I am currently trying to do some natural language processing for company names.
The regex I wrote is -\s+\w+('\w+|\s+\w)
this is to remove all the text after the hyphen if its whitespace.
Next, I then [.,/#!$%\^&*;:{}=-_`''"<>|~()]
remove all punctuation. Third, I (Reg|Ltd|PLC|NV|LTD|LLC|INC|LLP|US)
remove the company suffix. Lastly, there are some names with carriage returns in front and at the end of the string, I resolve this with "\r*\n*
.
I would like to put all of these regex pieces together as I am running this in Alteryx & Python.
Please note: there are company names with hyphen that do not have whitespace after, I need to keep this and make sure they are not removed with the punctuation removal.
How can I combine all of these pieces? And, am I going about this correctly?
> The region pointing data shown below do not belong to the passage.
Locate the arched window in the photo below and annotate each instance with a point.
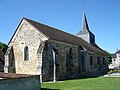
(98, 60)
(26, 53)
(103, 60)
(70, 53)
(91, 60)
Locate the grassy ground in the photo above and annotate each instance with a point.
(98, 83)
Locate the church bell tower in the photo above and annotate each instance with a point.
(85, 33)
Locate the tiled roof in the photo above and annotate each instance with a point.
(62, 36)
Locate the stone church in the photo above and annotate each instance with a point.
(53, 54)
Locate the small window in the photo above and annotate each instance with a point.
(103, 60)
(91, 60)
(26, 53)
(70, 53)
(98, 60)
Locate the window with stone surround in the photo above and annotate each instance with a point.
(103, 60)
(98, 60)
(91, 60)
(26, 53)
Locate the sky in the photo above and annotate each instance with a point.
(103, 18)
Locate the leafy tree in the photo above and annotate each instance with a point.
(3, 47)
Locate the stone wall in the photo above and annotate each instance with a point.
(96, 68)
(26, 35)
(66, 60)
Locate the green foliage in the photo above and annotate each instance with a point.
(98, 83)
(3, 47)
(109, 57)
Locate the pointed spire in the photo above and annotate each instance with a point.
(84, 23)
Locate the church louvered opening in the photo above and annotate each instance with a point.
(26, 53)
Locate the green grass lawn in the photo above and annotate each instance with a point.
(98, 83)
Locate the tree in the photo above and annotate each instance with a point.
(3, 47)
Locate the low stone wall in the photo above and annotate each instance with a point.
(12, 81)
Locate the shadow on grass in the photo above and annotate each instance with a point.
(48, 89)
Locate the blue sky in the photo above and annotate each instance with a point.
(103, 17)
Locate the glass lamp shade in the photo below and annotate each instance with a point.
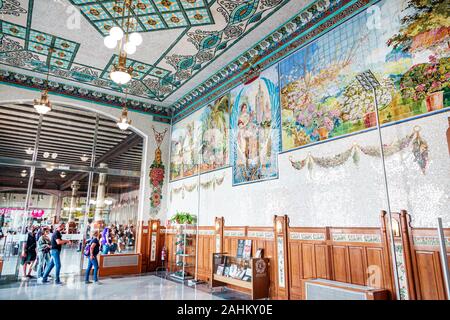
(120, 76)
(84, 158)
(43, 105)
(130, 48)
(136, 39)
(109, 42)
(124, 122)
(116, 33)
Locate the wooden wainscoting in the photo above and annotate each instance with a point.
(309, 257)
(427, 272)
(206, 246)
(142, 245)
(119, 264)
(350, 255)
(262, 237)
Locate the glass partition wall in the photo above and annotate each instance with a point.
(72, 166)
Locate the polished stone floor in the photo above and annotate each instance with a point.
(147, 287)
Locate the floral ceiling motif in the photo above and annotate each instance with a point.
(198, 32)
(11, 7)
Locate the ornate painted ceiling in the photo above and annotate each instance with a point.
(192, 51)
(181, 39)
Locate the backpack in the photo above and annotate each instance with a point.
(87, 249)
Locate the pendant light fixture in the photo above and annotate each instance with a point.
(126, 41)
(124, 122)
(43, 104)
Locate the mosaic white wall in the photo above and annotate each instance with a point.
(346, 196)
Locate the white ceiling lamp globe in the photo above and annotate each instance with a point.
(116, 33)
(129, 48)
(136, 39)
(123, 124)
(120, 77)
(110, 42)
(41, 108)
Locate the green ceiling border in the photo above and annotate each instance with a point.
(86, 100)
(281, 5)
(205, 97)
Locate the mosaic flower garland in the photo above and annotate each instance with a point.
(419, 151)
(213, 182)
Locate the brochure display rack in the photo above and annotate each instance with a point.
(247, 273)
(184, 251)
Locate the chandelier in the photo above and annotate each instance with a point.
(43, 105)
(123, 123)
(126, 39)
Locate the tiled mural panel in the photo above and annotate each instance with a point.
(329, 182)
(343, 196)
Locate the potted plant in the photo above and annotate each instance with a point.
(426, 81)
(183, 218)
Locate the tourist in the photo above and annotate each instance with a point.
(29, 253)
(57, 242)
(94, 249)
(105, 241)
(44, 247)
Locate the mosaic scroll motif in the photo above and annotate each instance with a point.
(419, 149)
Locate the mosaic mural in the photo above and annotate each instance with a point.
(202, 142)
(320, 96)
(255, 123)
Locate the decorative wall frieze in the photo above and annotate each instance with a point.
(307, 236)
(261, 234)
(429, 241)
(234, 233)
(352, 237)
(306, 25)
(419, 151)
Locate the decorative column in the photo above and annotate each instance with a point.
(448, 135)
(141, 242)
(73, 200)
(153, 238)
(157, 171)
(281, 256)
(100, 201)
(218, 231)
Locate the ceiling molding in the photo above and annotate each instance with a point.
(304, 27)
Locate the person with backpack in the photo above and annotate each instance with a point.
(44, 246)
(29, 253)
(91, 251)
(56, 242)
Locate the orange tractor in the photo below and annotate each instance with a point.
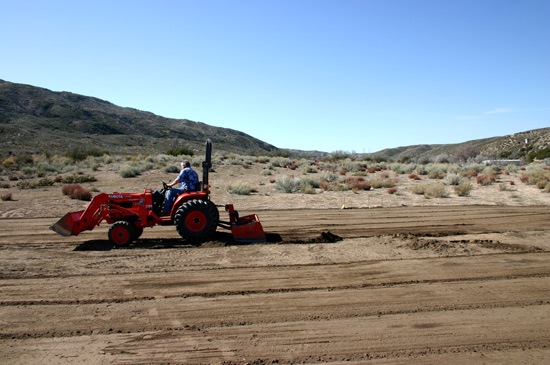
(195, 216)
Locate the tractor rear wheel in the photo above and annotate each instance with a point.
(121, 233)
(197, 220)
(138, 231)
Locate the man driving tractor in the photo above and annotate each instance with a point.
(188, 180)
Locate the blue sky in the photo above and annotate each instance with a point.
(338, 75)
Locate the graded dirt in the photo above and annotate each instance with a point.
(350, 277)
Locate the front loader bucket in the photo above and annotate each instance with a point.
(69, 224)
(248, 229)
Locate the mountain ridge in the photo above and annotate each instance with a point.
(38, 120)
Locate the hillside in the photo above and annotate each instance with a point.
(37, 120)
(523, 145)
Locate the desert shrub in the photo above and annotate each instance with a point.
(33, 185)
(312, 182)
(402, 168)
(452, 179)
(334, 186)
(136, 169)
(288, 184)
(511, 168)
(77, 179)
(418, 189)
(539, 154)
(240, 188)
(380, 182)
(45, 182)
(24, 160)
(25, 185)
(464, 188)
(180, 151)
(357, 183)
(310, 169)
(171, 169)
(75, 191)
(78, 154)
(129, 171)
(392, 190)
(524, 178)
(9, 162)
(503, 187)
(28, 170)
(309, 186)
(434, 190)
(536, 176)
(329, 177)
(280, 162)
(485, 179)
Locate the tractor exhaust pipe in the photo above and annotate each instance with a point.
(206, 165)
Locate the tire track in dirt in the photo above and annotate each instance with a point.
(120, 306)
(412, 298)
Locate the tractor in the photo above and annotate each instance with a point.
(195, 216)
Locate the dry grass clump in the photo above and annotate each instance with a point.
(433, 190)
(288, 184)
(540, 177)
(414, 176)
(463, 188)
(75, 191)
(239, 188)
(381, 182)
(485, 179)
(357, 183)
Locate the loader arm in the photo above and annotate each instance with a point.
(71, 224)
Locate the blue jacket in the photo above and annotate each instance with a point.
(189, 179)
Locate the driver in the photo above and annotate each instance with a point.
(188, 180)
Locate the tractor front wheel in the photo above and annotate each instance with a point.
(197, 220)
(121, 233)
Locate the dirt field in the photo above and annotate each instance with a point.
(398, 279)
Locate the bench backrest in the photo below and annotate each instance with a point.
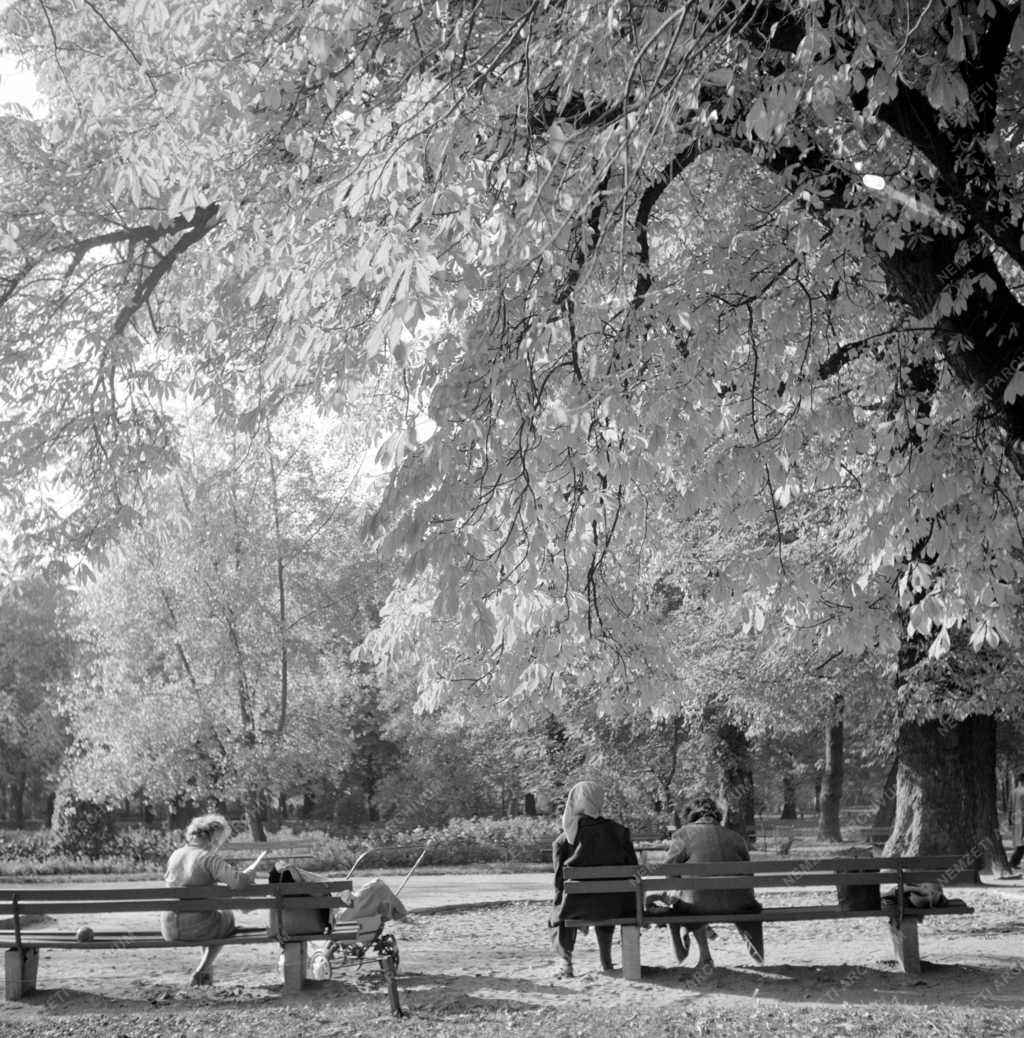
(289, 850)
(768, 873)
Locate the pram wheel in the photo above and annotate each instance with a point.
(386, 946)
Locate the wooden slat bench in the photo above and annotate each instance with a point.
(786, 873)
(22, 941)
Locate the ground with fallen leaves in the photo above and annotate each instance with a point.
(490, 971)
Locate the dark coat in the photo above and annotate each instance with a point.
(599, 841)
(708, 841)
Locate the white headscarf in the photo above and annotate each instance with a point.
(584, 798)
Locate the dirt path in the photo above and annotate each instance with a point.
(502, 956)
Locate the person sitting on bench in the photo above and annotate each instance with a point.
(198, 864)
(702, 838)
(588, 839)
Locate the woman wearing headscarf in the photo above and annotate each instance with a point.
(702, 838)
(588, 839)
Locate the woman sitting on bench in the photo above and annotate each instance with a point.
(703, 839)
(198, 864)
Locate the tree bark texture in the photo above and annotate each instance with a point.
(736, 780)
(946, 792)
(832, 774)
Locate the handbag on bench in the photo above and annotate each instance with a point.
(294, 919)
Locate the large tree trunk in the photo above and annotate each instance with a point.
(886, 810)
(946, 792)
(736, 780)
(831, 797)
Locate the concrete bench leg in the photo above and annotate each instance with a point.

In the end, after the string clean-up I will be joining this data to another client list to pull back specific information.
This is why all front-ends should NEVER contain a free text field especially for companies.
How do I go about combining these into one pattern, or is it better practice to separate each pattern?
Before
MY COMPANY X,Y,Z, TENNESSEE CORPORATION L.L.C.
MY COMPANY HOLDINGS, LP. (there is a carriage return after the LP.)
ABN FGDF - NEW YORK - UNITED STATES
COLLEGE-INRIA
ABCDE - UNITED STATES
MANAGEMENT MANAGERS - UNITED STATES
INVESTMENT MANAGEMENT CORPORATION - CANADA
AUTO-CHLOR
After
MY COMPANY XYZ TENNESSEE CORPORATION
MY COMPANY HOLDINGS
ABN FGDF
COLLEGE-INRIA
ABCDE
MANAGEMENT MANAGERS
INVESTMENT MANAGEMENT CORPORATION
AUTO-CHLOR
note that the COLLEGE-INRIA stayed as there was no whitespace between the hyphen and the next char.